Dibanding tulisan lain, saya lebih tertarik membaca bagian akhir yang berjudul ‘mencari tuhan’. Beliau menceritakan proses pencariannya. Kegelisahannya akan Tuhan sejak kuliah, pertemuannya dengan Muhammad Zuhri—tokoh tasawuf dari Pati jawa tengah, perjalanannya sejak SMA hingga menempuh pasca sarjana di Australia, sampai proses kelahiran ketiga puteranya—Sadra, Majma dan Mahatma.
Di tengah keramaian, jalan ini sunyi. Tetapi tidak pernah dibiarkanNya pencariNya sunyi sendiri.


Tambahan: (kutipan buku dari sebuah diskusi)

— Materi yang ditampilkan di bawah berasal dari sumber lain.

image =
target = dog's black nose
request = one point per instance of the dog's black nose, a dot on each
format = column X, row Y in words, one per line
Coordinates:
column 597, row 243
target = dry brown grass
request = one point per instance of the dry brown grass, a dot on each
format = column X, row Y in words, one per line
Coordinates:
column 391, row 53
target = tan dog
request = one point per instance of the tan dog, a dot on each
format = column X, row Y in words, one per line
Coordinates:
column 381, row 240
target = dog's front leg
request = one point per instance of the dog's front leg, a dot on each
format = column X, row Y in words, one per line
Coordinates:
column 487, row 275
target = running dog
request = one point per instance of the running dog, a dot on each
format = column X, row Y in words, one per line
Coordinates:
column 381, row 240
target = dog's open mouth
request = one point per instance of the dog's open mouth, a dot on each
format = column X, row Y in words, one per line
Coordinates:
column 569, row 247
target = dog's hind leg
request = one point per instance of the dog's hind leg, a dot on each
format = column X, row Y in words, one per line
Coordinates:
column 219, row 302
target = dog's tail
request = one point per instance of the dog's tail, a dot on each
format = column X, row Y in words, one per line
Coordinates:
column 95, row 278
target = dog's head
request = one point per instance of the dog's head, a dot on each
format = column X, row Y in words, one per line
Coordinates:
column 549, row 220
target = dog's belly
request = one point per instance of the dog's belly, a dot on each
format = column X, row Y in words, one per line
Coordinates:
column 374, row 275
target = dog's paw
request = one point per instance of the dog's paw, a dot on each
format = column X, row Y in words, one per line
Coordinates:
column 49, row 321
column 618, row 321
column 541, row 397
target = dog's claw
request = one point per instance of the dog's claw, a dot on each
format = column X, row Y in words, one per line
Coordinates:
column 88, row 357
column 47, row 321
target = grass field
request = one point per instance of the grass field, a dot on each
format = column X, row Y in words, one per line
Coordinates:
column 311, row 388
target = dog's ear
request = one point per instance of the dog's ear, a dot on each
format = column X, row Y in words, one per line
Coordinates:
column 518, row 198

kalo ngomongin poligami, aku paling suka penjelasannya Miranda Risang Ayu dalam Mencari Senyum Tuhan.”Dalam hubungan perkawinan dengan kepemimpinan laki-laki, menurut hemat saya ada empat sistem. Pertama, ada sistem monogami mutlak; kedua, monogami dengan perkecualian; ketiga, poligami dengan perkecualian; keempat, poligami mutlak…….” (hal.115)

Lalu dijelaskanlah arti dari masing-masing sistem tersebut. Setelah mba miranda menikah dan suaminya menikah lagi. akhirnya inilah yang beliau pilih.”….Saya ingin menjadi tua berdua saja, saling menertawakan sulitnya mengurus pasangan, biar hanya seorang, dan bersyukur.

Memetik tiga-empat bunga itu indah, tetapi menumbuhkan sekuntum bunga dan tumbuh bersamanya, tidakkah itu lebih unik dan indah?” (hal.116) Mau milih sistem yang mana, sepenuhnya menjadi keputusan si laki-laki dan perempuan. karena semuanya halal.